David Humphreys, Principal Scientist at General Atomics, United States, explained how AI could enable prediction and control solutions necessary for sustained, safe and efficient future fusion power plant operation. Among the AI and machine learning opportunities to advance fusion research, he pointed out optimizing experimental planning to help speed up progress in gaining new knowledge and real-time optimization of plasma control scenarios using algorithms derived from large databases developed at experimental fusion facilities worldwide.

Establishing the first ever IAEA online fusion database, the Agency published this week the Fusion Device Information System (FusDIS), containing data on more than 100 public and private fusion devices worldwide which are currently in operation, under construction, closed or being planned.

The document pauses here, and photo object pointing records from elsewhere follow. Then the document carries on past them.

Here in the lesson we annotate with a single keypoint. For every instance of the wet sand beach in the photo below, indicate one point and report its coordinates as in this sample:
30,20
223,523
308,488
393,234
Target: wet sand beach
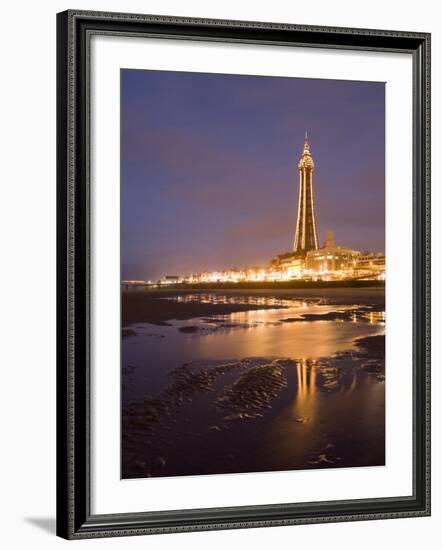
252,380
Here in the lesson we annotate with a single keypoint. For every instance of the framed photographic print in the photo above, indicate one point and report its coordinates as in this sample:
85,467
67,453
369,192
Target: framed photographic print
243,274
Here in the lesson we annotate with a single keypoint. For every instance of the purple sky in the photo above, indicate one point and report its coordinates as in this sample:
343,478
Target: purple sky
209,176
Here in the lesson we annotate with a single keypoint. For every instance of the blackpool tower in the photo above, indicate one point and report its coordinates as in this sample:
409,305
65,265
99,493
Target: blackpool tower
306,237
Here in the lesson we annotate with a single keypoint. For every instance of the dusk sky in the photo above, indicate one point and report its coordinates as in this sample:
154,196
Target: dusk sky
209,176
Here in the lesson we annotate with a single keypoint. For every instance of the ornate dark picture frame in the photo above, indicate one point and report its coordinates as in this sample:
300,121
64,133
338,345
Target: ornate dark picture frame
74,31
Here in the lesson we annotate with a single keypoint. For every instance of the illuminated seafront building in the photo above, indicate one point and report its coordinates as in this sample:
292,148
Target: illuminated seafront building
307,261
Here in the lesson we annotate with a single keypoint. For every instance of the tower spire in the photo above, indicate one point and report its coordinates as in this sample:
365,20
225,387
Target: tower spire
306,235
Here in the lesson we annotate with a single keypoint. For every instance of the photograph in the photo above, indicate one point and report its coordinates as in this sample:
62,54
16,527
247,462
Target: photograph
253,270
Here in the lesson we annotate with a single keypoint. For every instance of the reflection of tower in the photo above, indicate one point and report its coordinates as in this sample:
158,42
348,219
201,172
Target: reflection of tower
306,236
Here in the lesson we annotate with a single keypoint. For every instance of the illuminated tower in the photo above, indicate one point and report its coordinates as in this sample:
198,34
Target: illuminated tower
306,237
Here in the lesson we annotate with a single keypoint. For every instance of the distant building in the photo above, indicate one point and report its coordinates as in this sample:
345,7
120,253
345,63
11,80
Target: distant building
306,237
306,261
331,259
170,280
369,266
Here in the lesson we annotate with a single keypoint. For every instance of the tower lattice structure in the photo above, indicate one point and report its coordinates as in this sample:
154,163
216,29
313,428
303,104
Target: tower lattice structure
306,236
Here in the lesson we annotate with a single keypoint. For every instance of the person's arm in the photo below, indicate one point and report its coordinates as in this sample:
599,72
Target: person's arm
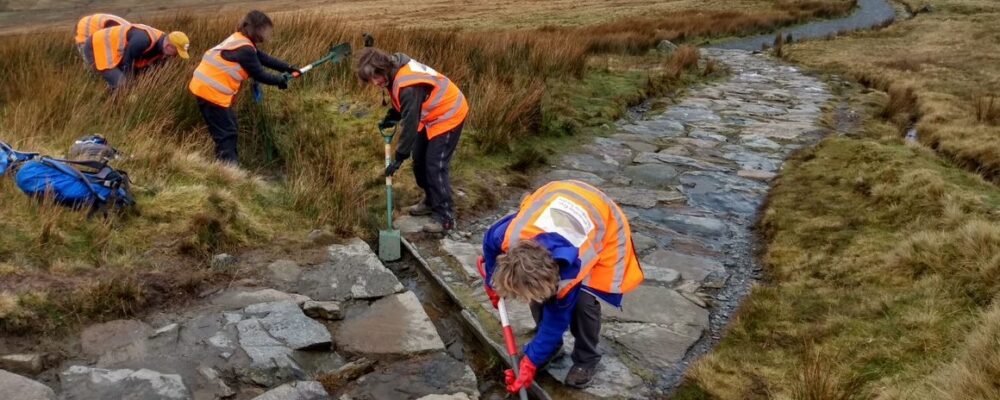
556,317
492,245
411,98
246,56
274,63
138,42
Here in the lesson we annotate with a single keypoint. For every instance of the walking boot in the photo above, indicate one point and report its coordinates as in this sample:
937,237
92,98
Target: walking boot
419,209
438,227
580,377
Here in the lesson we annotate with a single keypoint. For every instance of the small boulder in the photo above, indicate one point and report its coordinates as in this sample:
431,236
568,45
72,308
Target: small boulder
221,261
329,310
22,363
26,389
666,46
80,382
301,390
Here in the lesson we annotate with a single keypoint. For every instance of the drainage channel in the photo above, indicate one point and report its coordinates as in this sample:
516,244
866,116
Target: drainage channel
460,339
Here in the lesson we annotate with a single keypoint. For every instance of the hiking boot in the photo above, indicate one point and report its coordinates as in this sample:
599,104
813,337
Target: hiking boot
579,377
419,209
438,227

Protect water and the environment using AI

How do tap water management practices impact water losses? Do production sites of pacific salmons change every year? What are the sources of moisture to hurricanes? Insights to these questions can be given by large-scale mapping of hydrological and environmental processes with the support of machine learning. This is what demonstrated Clement Bataille, Assistant Professor at the Department of Earth and Environmental Sciences at the University of Ottawa in Canada.

AI can help manage environmental, hydrological and ecological resources in isotope geochemistry. As isotope science uses enormous amounts of data shared in global networks and repositories, including those of the IAEA, using AI is becoming critical to obtain interpretable results and enhance our understanding of environmental and hydrological processes, explained Bataille.

The role of AI ethics in shaping the future

The use of AI also has an ethical component, and this was the focus of the intervention by Emma Ruttkamp-Bloem, Professor at the University of Pretoria, South Africa and chairperson of a UNESCO Ad Hoc Expert Group on the ethics of AI.

The key to a future in which humans live in harmony with each other and with technology is recognising that the impact of the interconnectedness of AI technologies with human lives should be considered on a continuum of social, political, environmental, educational, scientific and economic concerns, she explained.

Rethinking the core elements of education when it comes to AI is essential; the emphasis should not be on coding and digital skills only, but also on computational thinking, Emma Ruttkamp-Bloem added.

Organized to help build a common understanding of the applications and capabilities of AI for nuclear science and applications, the event also helped foster proposals for collaboration. These will be followed up to ensure that all countries can take full advantage of this emerging technology in future, Mokhtar said.